Та небрежно закинула ногу на ногу.
— Я отсутствовала здесь, потому что была там, — подняла глаза к потолку. — На Венере проблемы были и на Луне. Везде надо было успеть, — небрежно пояснила она.
— А что с Луной? — с самым серьезным видом поинтересовался лектор.
— А-а, — махнула рукой пришелица. — Астероиды поцарапали. Но на орбите я ее все же удержала, — с торжествующим видом оглядела присутствующих, видимо ожидая массового выражения благодарности. — Правда, на обратном пути по сторонам засмотрелась и на спутник наткнулась телекоммуникационный. Так нет больше спутника, — горестно вздохнула она. — Теперь сбои в мобильной связи неизбежны. У большинства операторов. Уж простите.
В зале кто-то громко хихикнул.
— Досмеетесь скоро! — повернув голову, строго посмотрела в сторону предполагаемого нарушителя тишины. — Ничего хорошего вас не ждет! Грядут природные катаклизмы!
— Сынок, что такое она там про «клизмы» сказала? — живо поинтересовалась бабулька у Сергея.
— Говорит, что наступает всемирный клизматический период, — пояснил тот, пряча улыбку. — Апокалипсис и Армагеддон.
— О, Господи, — старушка торопливо перекрестилась.
— Во-первых, скоро замерзнет Средиземное море, — пришелица начала конкретизировать пророчество. — Во-вторых, уйдет под воду Великобритания. Вымрут слоны. В Египте у сфинкса голова приставленная отвалится, — завершила перечисление списка вселенских бед и несчастий.
— Гм… приставленная, говорите?— лектор поправил очки. — Конечно, нынешняя голова по виду чистый новодел, — скрывая улыбку, прикрыл ладонью нижнюю часть лица.
— Только ленивый может не увидеть, — продолжила прорицательница, — голова непропорционально мала относительно тела. Раньше там другая голова была. Настоящая. Анубиса. Дураку ведь видно — сфинкс не лев, а собака. У льва не бывает прямой спины. Анубис и охранял Гизу. Уши у него как антенны были. Мы могли через него информацию получать. А потом, когда голова отвалилась — канал связи прервался, пришлось мне на Землю перебираться. Вот и торчу теперь в основном здесь, — сказала обреченным тоном благодетельницы поневоле.
— А-а. Понятно. Разрешите продолжить?— вежливо поинтересовался лектор.
— Валяйте. Я у вас тут немного посижу, поконтролирую и дальше полечу, — она опустила голову на грудь и сразу отключилась, будто нажала потайную кнопочку.
— Так вот, египетские жрецы, — лектор вдруг закашлялся и сделал глоток воды, — владели тремя способами выражать свои мысли.
«Господи, кажется я много чего пропустила», — подумала Александра.

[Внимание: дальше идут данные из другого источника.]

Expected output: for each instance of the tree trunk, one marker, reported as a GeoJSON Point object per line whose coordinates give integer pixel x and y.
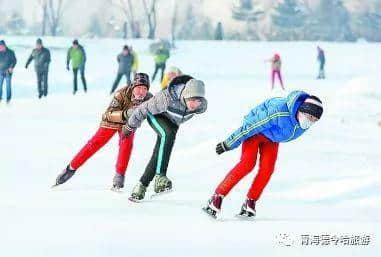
{"type": "Point", "coordinates": [44, 18]}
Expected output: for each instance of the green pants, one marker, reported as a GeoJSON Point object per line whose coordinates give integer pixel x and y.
{"type": "Point", "coordinates": [166, 134]}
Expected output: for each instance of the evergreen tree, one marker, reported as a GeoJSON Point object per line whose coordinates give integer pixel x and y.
{"type": "Point", "coordinates": [219, 35]}
{"type": "Point", "coordinates": [368, 26]}
{"type": "Point", "coordinates": [289, 20]}
{"type": "Point", "coordinates": [250, 13]}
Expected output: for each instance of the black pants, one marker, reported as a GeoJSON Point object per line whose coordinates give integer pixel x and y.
{"type": "Point", "coordinates": [160, 66]}
{"type": "Point", "coordinates": [166, 135]}
{"type": "Point", "coordinates": [75, 83]}
{"type": "Point", "coordinates": [42, 83]}
{"type": "Point", "coordinates": [118, 78]}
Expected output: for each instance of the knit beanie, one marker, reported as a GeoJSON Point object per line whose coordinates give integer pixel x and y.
{"type": "Point", "coordinates": [312, 105]}
{"type": "Point", "coordinates": [194, 88]}
{"type": "Point", "coordinates": [141, 79]}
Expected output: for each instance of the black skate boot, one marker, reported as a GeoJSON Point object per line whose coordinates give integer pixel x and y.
{"type": "Point", "coordinates": [247, 209]}
{"type": "Point", "coordinates": [138, 193]}
{"type": "Point", "coordinates": [117, 182]}
{"type": "Point", "coordinates": [64, 176]}
{"type": "Point", "coordinates": [214, 205]}
{"type": "Point", "coordinates": [162, 184]}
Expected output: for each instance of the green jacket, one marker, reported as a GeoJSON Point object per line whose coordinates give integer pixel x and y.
{"type": "Point", "coordinates": [77, 57]}
{"type": "Point", "coordinates": [161, 56]}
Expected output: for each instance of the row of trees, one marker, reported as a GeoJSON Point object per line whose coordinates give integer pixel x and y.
{"type": "Point", "coordinates": [289, 20]}
{"type": "Point", "coordinates": [297, 20]}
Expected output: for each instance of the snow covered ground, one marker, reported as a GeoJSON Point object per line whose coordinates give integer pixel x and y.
{"type": "Point", "coordinates": [326, 183]}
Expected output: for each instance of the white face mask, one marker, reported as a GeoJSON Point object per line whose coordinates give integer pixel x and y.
{"type": "Point", "coordinates": [304, 122]}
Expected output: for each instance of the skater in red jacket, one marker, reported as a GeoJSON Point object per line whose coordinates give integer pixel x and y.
{"type": "Point", "coordinates": [275, 121]}
{"type": "Point", "coordinates": [116, 115]}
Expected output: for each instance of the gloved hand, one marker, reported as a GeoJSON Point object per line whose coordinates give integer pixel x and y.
{"type": "Point", "coordinates": [220, 148]}
{"type": "Point", "coordinates": [127, 130]}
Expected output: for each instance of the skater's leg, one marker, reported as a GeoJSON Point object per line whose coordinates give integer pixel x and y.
{"type": "Point", "coordinates": [150, 170]}
{"type": "Point", "coordinates": [128, 77]}
{"type": "Point", "coordinates": [1, 85]}
{"type": "Point", "coordinates": [246, 164]}
{"type": "Point", "coordinates": [125, 149]}
{"type": "Point", "coordinates": [116, 82]}
{"type": "Point", "coordinates": [8, 81]}
{"type": "Point", "coordinates": [272, 79]}
{"type": "Point", "coordinates": [268, 152]}
{"type": "Point", "coordinates": [280, 78]}
{"type": "Point", "coordinates": [75, 80]}
{"type": "Point", "coordinates": [100, 138]}
{"type": "Point", "coordinates": [82, 70]}
{"type": "Point", "coordinates": [162, 72]}
{"type": "Point", "coordinates": [45, 83]}
{"type": "Point", "coordinates": [158, 164]}
{"type": "Point", "coordinates": [39, 84]}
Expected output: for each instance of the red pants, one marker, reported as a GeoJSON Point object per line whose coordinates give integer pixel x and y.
{"type": "Point", "coordinates": [268, 154]}
{"type": "Point", "coordinates": [100, 138]}
{"type": "Point", "coordinates": [273, 73]}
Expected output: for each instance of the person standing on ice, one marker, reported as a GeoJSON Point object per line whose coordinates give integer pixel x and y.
{"type": "Point", "coordinates": [275, 121]}
{"type": "Point", "coordinates": [172, 73]}
{"type": "Point", "coordinates": [7, 64]}
{"type": "Point", "coordinates": [77, 55]}
{"type": "Point", "coordinates": [166, 111]}
{"type": "Point", "coordinates": [321, 60]}
{"type": "Point", "coordinates": [125, 61]}
{"type": "Point", "coordinates": [161, 57]}
{"type": "Point", "coordinates": [276, 66]}
{"type": "Point", "coordinates": [41, 57]}
{"type": "Point", "coordinates": [120, 109]}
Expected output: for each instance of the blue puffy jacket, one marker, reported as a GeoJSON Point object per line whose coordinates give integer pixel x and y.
{"type": "Point", "coordinates": [275, 119]}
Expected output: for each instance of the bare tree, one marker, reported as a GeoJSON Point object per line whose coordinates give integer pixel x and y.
{"type": "Point", "coordinates": [128, 11]}
{"type": "Point", "coordinates": [151, 17]}
{"type": "Point", "coordinates": [52, 11]}
{"type": "Point", "coordinates": [174, 23]}
{"type": "Point", "coordinates": [44, 6]}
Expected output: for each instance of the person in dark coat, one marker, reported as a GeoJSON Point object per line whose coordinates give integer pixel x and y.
{"type": "Point", "coordinates": [7, 63]}
{"type": "Point", "coordinates": [125, 60]}
{"type": "Point", "coordinates": [321, 60]}
{"type": "Point", "coordinates": [41, 57]}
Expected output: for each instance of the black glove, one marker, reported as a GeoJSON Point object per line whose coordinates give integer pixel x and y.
{"type": "Point", "coordinates": [220, 148]}
{"type": "Point", "coordinates": [127, 130]}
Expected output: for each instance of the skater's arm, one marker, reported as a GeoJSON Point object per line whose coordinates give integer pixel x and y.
{"type": "Point", "coordinates": [259, 119]}
{"type": "Point", "coordinates": [135, 63]}
{"type": "Point", "coordinates": [157, 104]}
{"type": "Point", "coordinates": [29, 60]}
{"type": "Point", "coordinates": [83, 55]}
{"type": "Point", "coordinates": [13, 60]}
{"type": "Point", "coordinates": [114, 112]}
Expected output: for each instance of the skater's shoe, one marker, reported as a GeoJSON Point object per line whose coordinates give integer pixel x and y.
{"type": "Point", "coordinates": [248, 208]}
{"type": "Point", "coordinates": [162, 184]}
{"type": "Point", "coordinates": [138, 192]}
{"type": "Point", "coordinates": [214, 205]}
{"type": "Point", "coordinates": [117, 182]}
{"type": "Point", "coordinates": [64, 176]}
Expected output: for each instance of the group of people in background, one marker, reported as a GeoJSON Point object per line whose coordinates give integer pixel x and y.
{"type": "Point", "coordinates": [76, 56]}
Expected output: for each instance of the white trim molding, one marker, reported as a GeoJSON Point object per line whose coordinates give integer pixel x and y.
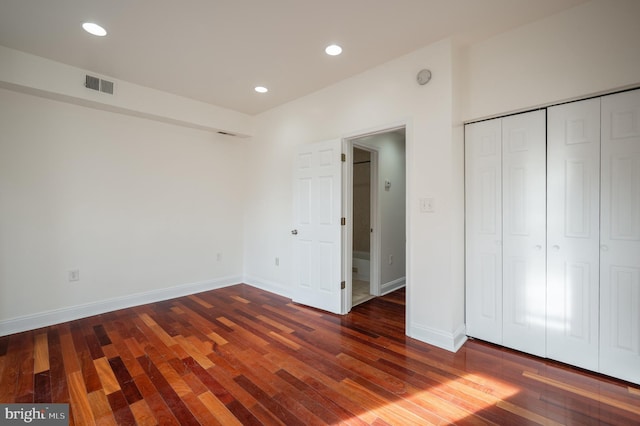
{"type": "Point", "coordinates": [448, 341]}
{"type": "Point", "coordinates": [269, 286]}
{"type": "Point", "coordinates": [56, 316]}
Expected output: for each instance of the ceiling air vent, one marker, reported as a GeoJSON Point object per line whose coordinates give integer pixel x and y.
{"type": "Point", "coordinates": [94, 83]}
{"type": "Point", "coordinates": [106, 86]}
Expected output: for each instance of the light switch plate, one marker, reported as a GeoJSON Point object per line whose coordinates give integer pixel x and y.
{"type": "Point", "coordinates": [427, 205]}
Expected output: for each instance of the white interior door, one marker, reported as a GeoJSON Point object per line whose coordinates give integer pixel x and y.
{"type": "Point", "coordinates": [483, 198]}
{"type": "Point", "coordinates": [573, 232]}
{"type": "Point", "coordinates": [524, 232]}
{"type": "Point", "coordinates": [317, 201]}
{"type": "Point", "coordinates": [620, 237]}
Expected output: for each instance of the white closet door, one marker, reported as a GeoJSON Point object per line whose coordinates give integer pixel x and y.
{"type": "Point", "coordinates": [573, 222]}
{"type": "Point", "coordinates": [524, 231]}
{"type": "Point", "coordinates": [620, 237]}
{"type": "Point", "coordinates": [483, 189]}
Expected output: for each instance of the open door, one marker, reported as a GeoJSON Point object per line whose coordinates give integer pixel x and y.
{"type": "Point", "coordinates": [317, 233]}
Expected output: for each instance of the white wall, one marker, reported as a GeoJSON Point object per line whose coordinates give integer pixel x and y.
{"type": "Point", "coordinates": [140, 207]}
{"type": "Point", "coordinates": [590, 49]}
{"type": "Point", "coordinates": [381, 97]}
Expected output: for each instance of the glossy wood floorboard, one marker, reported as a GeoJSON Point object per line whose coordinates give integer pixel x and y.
{"type": "Point", "coordinates": [240, 355]}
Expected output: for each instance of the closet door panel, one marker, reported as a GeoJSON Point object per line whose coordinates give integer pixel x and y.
{"type": "Point", "coordinates": [573, 221]}
{"type": "Point", "coordinates": [524, 232]}
{"type": "Point", "coordinates": [483, 198]}
{"type": "Point", "coordinates": [620, 237]}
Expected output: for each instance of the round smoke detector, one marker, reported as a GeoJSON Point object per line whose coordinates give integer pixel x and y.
{"type": "Point", "coordinates": [423, 77]}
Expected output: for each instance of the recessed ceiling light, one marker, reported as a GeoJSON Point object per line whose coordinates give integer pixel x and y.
{"type": "Point", "coordinates": [94, 29]}
{"type": "Point", "coordinates": [333, 50]}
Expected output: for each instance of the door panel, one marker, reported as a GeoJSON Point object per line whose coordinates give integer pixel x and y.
{"type": "Point", "coordinates": [483, 192]}
{"type": "Point", "coordinates": [317, 212]}
{"type": "Point", "coordinates": [573, 221]}
{"type": "Point", "coordinates": [524, 233]}
{"type": "Point", "coordinates": [620, 237]}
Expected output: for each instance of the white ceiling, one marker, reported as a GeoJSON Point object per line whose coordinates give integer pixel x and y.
{"type": "Point", "coordinates": [217, 51]}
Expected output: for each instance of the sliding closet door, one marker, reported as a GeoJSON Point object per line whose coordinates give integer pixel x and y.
{"type": "Point", "coordinates": [620, 237]}
{"type": "Point", "coordinates": [524, 231]}
{"type": "Point", "coordinates": [483, 192]}
{"type": "Point", "coordinates": [573, 222]}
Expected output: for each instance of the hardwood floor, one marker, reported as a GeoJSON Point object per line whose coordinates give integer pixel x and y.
{"type": "Point", "coordinates": [239, 355]}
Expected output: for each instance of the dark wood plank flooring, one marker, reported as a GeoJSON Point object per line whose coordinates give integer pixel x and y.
{"type": "Point", "coordinates": [240, 355]}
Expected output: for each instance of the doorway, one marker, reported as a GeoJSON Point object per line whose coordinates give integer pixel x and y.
{"type": "Point", "coordinates": [376, 248]}
{"type": "Point", "coordinates": [364, 167]}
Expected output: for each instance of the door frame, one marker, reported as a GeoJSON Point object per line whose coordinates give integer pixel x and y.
{"type": "Point", "coordinates": [348, 143]}
{"type": "Point", "coordinates": [374, 214]}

— Первый способ — ясный и простой, второй — символический и образный, третий — священный и скрытый. То есть, вы понимаете, что одно и то же слово принимало по их желанию обычный, или трансцендентный смысл. Я говорю это не для того, чтобы лишний раз подчеркнуть, насколько велик был гений их языка, который еще Гераклит определял как «говорящий, обозначающий и скрывающий», я хочу, чтобы вы поняли, что древние тексты, в том числе и тексты той же Библии, дошли до нас далеко не в своем первозданном виде. Сегодня мы имеем дело с результатами переводов текста на финикийский, греческий, латинский и прочие языки. На том же коптском языке полные тексты — большая редкость. В рукописях, найденных в Наг-Хаммади, большие пробелы. Так вот, переводы в ряде случаев доносят до нас не только в значительной мере искаженный, но, — сделал многозначительную паузу, — лишь низкий, первый смысл, ибо, совершенно очевидно, что переводчики, вероятно, имели весьма отдаленное представление об эзотерическом, скрытом содержании переводимых текстов. Впрочем, последние исследования ученых показывают, что в ряде случаев затуманен даже первый прямой уровень передачи смысла. А вольные или невольные ошибки в переводе заставляли следующие поколения искать толкования «темных мест», искать скрытое даже там, где его нет. По мнению одного ученого, нашего, между прочим, современника, считающего, что существуют два системных языка мозга — русский и арабский, все эти «темные места» могут быть легко расшифрованы.